Ars Amandi + Lándevir – 9/5/26 – Sala Garaje Beat Club(Murcia)

Murcia empieza a cambiar de ritmo cuando se acerca el verano. Se nota en el ambiente, en las ganas de conciertos, y en citas como la fiesta de presentación del Leyendas del Rock 2026, que hizo parada en la Garaje Beat Club con una propuesta muy clara: dos bandas, dos formas de entender el folk y el rock con raíces, y un público con ganas de reencontrarse con ese sonido.
La noche arrancó con Lándevir a las 20:39, puntuales y sin rodeos, celebrando su XXV aniversario, abrieron con la intro “Un viaje en el tiempo”. Y no era solo un título: desde el primer momento te metían en su mundo, uno donde las melodías mandan y todo suena cercano, fácil de entrar. Fueron construyendo el concierto poco a poco, sin prisas, apoyándose en temas como “Recuerdos” o “El espíritu del viento”, que ayudaron a calentar el ambiente. La banda contó con la participación de Sara Ember en el violín, hecho que llamó mucho la atención y quien dio versatilidad a la banda liderada por Jose Mancheño!
Donde realmente conectaron fue en la parte central del set. “Nunca dejes de soñar” y “Amor prohibido” sacaron esa respuesta más emocional del público, ese punto en el que ya no estás solo escuchando, sino dentro del concierto. Lándevir no necesitó grandes artificios: jugaron bien sus cartas, apostando por ese equilibrio entre lo festivo y lo nostálgico que tan bien les funciona.

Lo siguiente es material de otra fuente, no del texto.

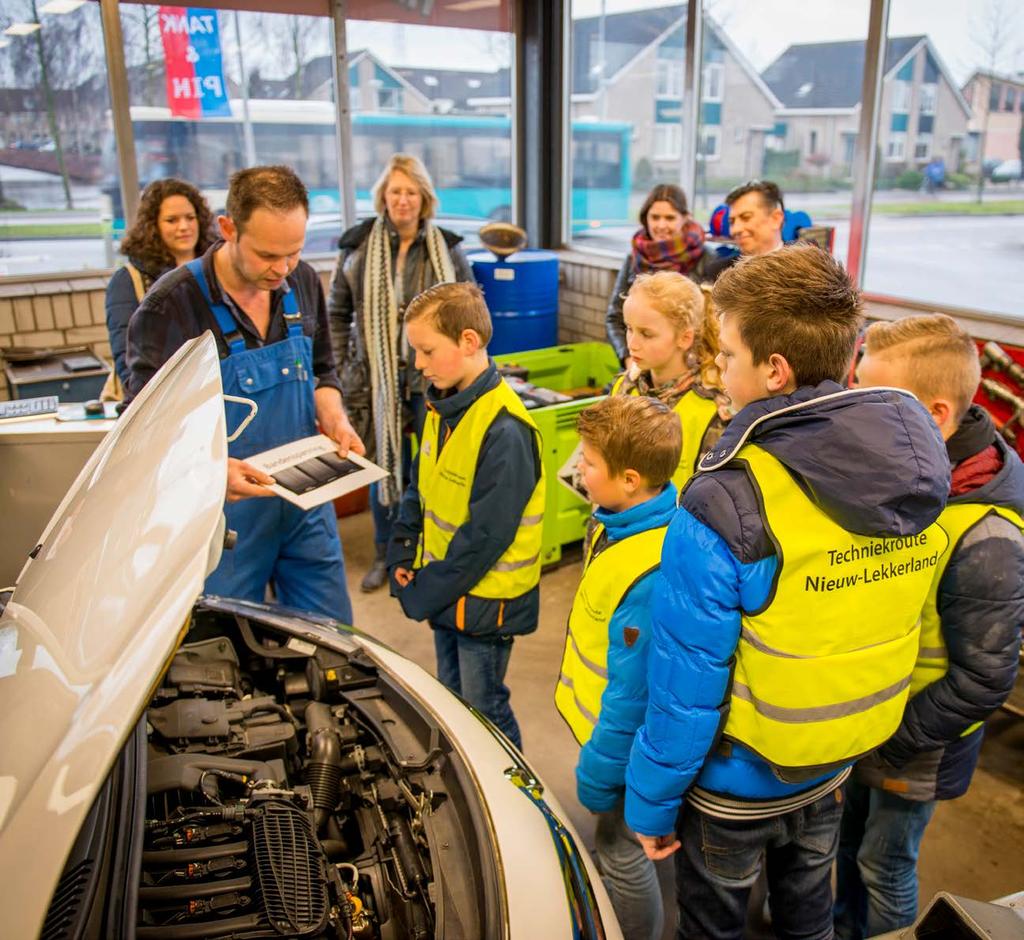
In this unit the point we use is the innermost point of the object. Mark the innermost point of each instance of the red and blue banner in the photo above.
(196, 86)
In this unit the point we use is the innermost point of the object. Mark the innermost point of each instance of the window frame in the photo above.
(894, 138)
(675, 140)
(669, 74)
(712, 75)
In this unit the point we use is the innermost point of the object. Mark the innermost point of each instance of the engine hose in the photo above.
(401, 839)
(324, 769)
(199, 853)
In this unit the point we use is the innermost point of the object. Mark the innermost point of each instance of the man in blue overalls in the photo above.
(266, 309)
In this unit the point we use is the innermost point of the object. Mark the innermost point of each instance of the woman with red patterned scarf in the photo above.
(668, 240)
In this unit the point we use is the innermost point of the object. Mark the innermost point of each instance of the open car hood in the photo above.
(99, 608)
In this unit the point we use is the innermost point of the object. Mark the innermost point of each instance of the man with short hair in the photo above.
(266, 310)
(756, 215)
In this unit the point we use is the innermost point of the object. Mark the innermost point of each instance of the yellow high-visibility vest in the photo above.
(695, 417)
(933, 661)
(445, 481)
(607, 578)
(823, 669)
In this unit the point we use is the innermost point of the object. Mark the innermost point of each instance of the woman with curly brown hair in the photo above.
(174, 224)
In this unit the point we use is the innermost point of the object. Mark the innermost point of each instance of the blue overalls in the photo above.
(299, 550)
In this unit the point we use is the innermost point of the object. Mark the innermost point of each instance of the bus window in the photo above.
(596, 161)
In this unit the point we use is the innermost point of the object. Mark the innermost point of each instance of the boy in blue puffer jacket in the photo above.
(785, 616)
(970, 637)
(631, 449)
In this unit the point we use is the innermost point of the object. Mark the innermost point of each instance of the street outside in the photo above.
(972, 261)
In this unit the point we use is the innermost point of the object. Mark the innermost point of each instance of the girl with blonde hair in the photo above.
(672, 338)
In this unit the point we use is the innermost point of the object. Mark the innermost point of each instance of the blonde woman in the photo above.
(385, 261)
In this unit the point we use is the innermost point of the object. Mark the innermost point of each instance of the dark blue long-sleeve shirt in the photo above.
(507, 472)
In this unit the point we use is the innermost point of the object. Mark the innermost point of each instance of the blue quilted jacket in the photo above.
(601, 771)
(875, 462)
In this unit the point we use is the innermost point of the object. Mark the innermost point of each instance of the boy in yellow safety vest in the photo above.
(631, 449)
(970, 637)
(785, 616)
(465, 552)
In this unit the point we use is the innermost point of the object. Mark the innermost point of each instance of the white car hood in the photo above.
(97, 612)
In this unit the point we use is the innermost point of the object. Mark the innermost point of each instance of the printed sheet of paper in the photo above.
(309, 472)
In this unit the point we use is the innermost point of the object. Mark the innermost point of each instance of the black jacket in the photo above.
(508, 469)
(348, 332)
(981, 605)
(174, 310)
(121, 303)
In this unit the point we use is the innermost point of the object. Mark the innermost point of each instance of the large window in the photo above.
(945, 220)
(54, 215)
(627, 89)
(215, 91)
(442, 93)
(780, 94)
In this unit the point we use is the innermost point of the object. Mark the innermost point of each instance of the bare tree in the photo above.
(295, 45)
(59, 56)
(141, 27)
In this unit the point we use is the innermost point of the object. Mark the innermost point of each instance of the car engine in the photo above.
(285, 798)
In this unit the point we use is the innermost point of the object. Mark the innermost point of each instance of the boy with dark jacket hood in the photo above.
(970, 642)
(465, 552)
(785, 615)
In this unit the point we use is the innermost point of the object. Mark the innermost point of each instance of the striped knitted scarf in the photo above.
(678, 254)
(383, 337)
(673, 390)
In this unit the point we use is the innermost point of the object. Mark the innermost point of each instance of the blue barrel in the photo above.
(522, 296)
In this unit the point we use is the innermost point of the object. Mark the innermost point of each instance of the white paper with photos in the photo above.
(308, 472)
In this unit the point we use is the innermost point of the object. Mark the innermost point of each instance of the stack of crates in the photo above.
(563, 369)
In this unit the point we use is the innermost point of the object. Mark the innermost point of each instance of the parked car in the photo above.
(1007, 171)
(183, 768)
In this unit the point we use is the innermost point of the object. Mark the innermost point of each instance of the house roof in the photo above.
(626, 36)
(828, 75)
(457, 86)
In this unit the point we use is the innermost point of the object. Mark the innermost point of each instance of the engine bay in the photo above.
(291, 792)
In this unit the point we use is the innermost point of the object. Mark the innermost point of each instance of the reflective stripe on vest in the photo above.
(822, 671)
(956, 520)
(606, 580)
(445, 482)
(695, 416)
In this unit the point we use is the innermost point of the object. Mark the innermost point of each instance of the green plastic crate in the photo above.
(561, 369)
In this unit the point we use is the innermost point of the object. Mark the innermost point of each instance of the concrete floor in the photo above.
(974, 846)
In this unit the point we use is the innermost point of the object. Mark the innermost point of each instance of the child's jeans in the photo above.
(474, 668)
(720, 860)
(630, 878)
(877, 868)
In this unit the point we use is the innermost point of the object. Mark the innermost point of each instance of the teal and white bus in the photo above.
(468, 156)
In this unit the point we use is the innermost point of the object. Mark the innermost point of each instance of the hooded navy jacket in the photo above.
(875, 462)
(981, 605)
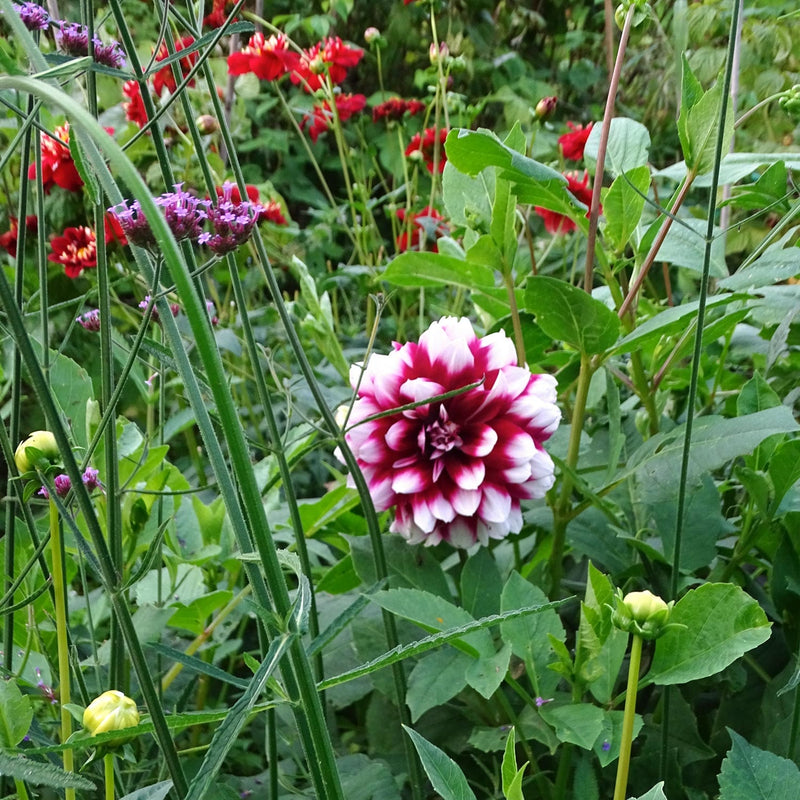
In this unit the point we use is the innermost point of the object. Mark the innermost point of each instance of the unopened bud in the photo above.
(545, 108)
(42, 444)
(642, 613)
(207, 124)
(111, 711)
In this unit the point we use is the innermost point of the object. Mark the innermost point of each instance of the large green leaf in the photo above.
(16, 714)
(715, 442)
(445, 775)
(722, 623)
(752, 774)
(628, 146)
(570, 315)
(41, 773)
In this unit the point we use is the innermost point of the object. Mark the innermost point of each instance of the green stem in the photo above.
(61, 637)
(628, 718)
(108, 770)
(561, 511)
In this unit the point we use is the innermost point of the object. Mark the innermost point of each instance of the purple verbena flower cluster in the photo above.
(33, 16)
(231, 222)
(73, 39)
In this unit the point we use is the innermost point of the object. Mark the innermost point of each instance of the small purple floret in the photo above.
(33, 16)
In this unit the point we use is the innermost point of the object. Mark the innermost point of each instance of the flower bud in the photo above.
(111, 711)
(641, 613)
(42, 441)
(207, 124)
(545, 108)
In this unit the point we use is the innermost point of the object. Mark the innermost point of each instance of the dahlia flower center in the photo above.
(441, 435)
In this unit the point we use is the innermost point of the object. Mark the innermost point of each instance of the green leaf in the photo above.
(158, 791)
(578, 724)
(570, 315)
(752, 774)
(444, 774)
(41, 773)
(530, 637)
(435, 679)
(722, 623)
(434, 269)
(226, 735)
(16, 713)
(715, 442)
(434, 613)
(756, 395)
(628, 147)
(481, 584)
(623, 205)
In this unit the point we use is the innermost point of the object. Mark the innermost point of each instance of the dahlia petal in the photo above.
(468, 474)
(495, 504)
(481, 441)
(410, 480)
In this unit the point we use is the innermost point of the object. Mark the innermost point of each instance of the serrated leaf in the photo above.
(570, 315)
(752, 774)
(722, 623)
(444, 774)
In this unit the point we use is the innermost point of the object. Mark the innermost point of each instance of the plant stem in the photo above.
(108, 770)
(61, 638)
(561, 509)
(594, 208)
(628, 718)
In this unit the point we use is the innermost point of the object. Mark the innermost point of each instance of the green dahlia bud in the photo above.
(41, 441)
(111, 711)
(641, 613)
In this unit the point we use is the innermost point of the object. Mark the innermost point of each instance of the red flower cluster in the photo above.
(558, 223)
(8, 240)
(75, 249)
(322, 115)
(428, 226)
(423, 147)
(267, 59)
(572, 144)
(164, 79)
(58, 168)
(395, 107)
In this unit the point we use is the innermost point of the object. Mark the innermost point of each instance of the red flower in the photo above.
(558, 223)
(58, 168)
(395, 107)
(267, 59)
(322, 115)
(331, 56)
(76, 249)
(134, 107)
(8, 240)
(572, 144)
(164, 79)
(423, 146)
(428, 226)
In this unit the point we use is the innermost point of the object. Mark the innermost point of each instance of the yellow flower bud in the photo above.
(43, 441)
(111, 711)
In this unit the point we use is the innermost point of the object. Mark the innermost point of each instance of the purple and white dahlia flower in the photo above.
(454, 469)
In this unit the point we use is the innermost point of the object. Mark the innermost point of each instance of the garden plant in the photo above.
(399, 400)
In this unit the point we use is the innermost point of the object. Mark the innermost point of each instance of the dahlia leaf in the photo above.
(749, 773)
(444, 774)
(570, 315)
(721, 624)
(435, 679)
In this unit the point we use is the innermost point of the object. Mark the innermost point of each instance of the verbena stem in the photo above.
(629, 715)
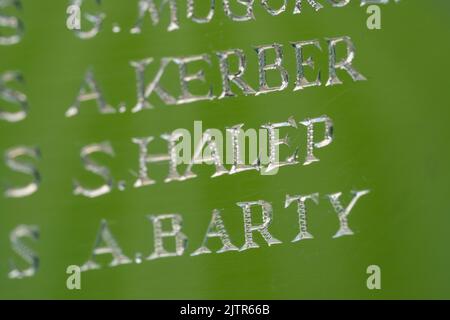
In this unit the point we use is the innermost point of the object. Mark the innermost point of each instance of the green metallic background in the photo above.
(391, 137)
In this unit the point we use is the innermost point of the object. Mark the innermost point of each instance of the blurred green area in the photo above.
(391, 134)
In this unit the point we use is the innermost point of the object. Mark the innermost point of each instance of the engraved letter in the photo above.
(91, 166)
(150, 7)
(301, 209)
(95, 20)
(25, 168)
(274, 144)
(159, 235)
(264, 67)
(94, 94)
(27, 254)
(301, 81)
(272, 11)
(248, 7)
(344, 229)
(13, 96)
(345, 64)
(143, 93)
(216, 229)
(249, 228)
(309, 123)
(186, 96)
(112, 247)
(235, 78)
(237, 142)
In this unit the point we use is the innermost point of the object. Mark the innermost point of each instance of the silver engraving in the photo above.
(22, 250)
(104, 236)
(249, 228)
(216, 229)
(13, 96)
(310, 144)
(92, 166)
(186, 96)
(301, 81)
(344, 64)
(263, 67)
(149, 6)
(343, 213)
(90, 90)
(275, 143)
(236, 78)
(14, 164)
(248, 4)
(143, 93)
(159, 235)
(301, 210)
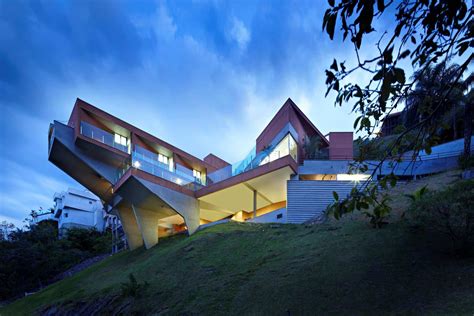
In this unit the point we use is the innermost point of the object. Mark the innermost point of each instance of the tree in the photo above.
(426, 33)
(428, 89)
(5, 230)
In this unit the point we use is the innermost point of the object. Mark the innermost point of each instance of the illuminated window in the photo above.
(287, 146)
(163, 159)
(119, 139)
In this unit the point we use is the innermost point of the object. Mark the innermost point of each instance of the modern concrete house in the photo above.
(157, 189)
(80, 209)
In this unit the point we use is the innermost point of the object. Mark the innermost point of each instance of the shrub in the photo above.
(466, 162)
(450, 211)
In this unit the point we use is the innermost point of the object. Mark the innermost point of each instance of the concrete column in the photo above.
(254, 203)
(130, 226)
(191, 218)
(148, 223)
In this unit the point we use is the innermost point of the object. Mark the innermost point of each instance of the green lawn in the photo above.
(335, 268)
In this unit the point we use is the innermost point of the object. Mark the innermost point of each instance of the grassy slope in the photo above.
(343, 267)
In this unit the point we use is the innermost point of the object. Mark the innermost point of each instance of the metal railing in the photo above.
(147, 161)
(100, 135)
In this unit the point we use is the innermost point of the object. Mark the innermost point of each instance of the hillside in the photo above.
(240, 268)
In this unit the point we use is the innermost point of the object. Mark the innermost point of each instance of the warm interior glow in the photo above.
(352, 177)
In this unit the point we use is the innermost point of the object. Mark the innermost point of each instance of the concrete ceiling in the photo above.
(271, 188)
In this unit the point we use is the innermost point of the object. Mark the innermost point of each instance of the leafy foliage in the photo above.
(32, 258)
(371, 203)
(418, 194)
(426, 33)
(450, 211)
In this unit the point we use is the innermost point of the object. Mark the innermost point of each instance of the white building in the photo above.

El tramo final fue de menos a más. “Leyendas del Medievo” y “El mañana ya vendrá” prepararon el terreno para un cierre con “Las mil y una noches” que dejó buen sabor de boca. No reinventan nada, pero tampoco lo necesitan: saben lo que hacen y lo defienden con solvencia. Un concierto espectacular.
Tras el cambio de escenario, el ambiente ya estaba caliente cuando a las 22:30 salieron Ars Amandi. Ars Amandi pisa fuerte, directo, con ese rock castellano que mezcla tradición y contundencia sin complejos.
Desde “Vagabundo en el mar” y “Sin mirar atrás” dejaron claro que venían a lo suyo: guitarras con peso, actitud y una identidad muy marcada. No hay disfraz, no hay postureo, hay un sonido que reconoces al momento.
Temas como “El poder de Caelia” o “Navegando en la tormenta” mostraron a una banda muy sólida en directo, mientras que “No queda si no batirnos” y “El último aliento” sacaron ese lado más combativo que conecta especialmente bien con su gente.
Uno de los momentos más especiales llegó con “Abre la puerta” de Triana. No fue una simple versión: fue un homenaje bien llevado a su terreno, que el público recibió con ganas y que sirvió para unir generaciones en la sala.
El cierre con “Rumbo norte” dejó esa sensación de concierto bien rematado, de banda que sabe lo que hace y que no necesita demostrar nada a estas alturas.
Más allá de los detalles, la noche funcionó. Era justo lo que tenía que ser: un anticipo del verano, una forma de ir calentando motores para lo que vendrá con el Leyendas del Rock 2026. Dos propuestas distintas, un público entregado y esa sensación de que, cuando todo encaja, no hace falta mucho más.
Murcia respondió. Y sí, el verano ya está llamando.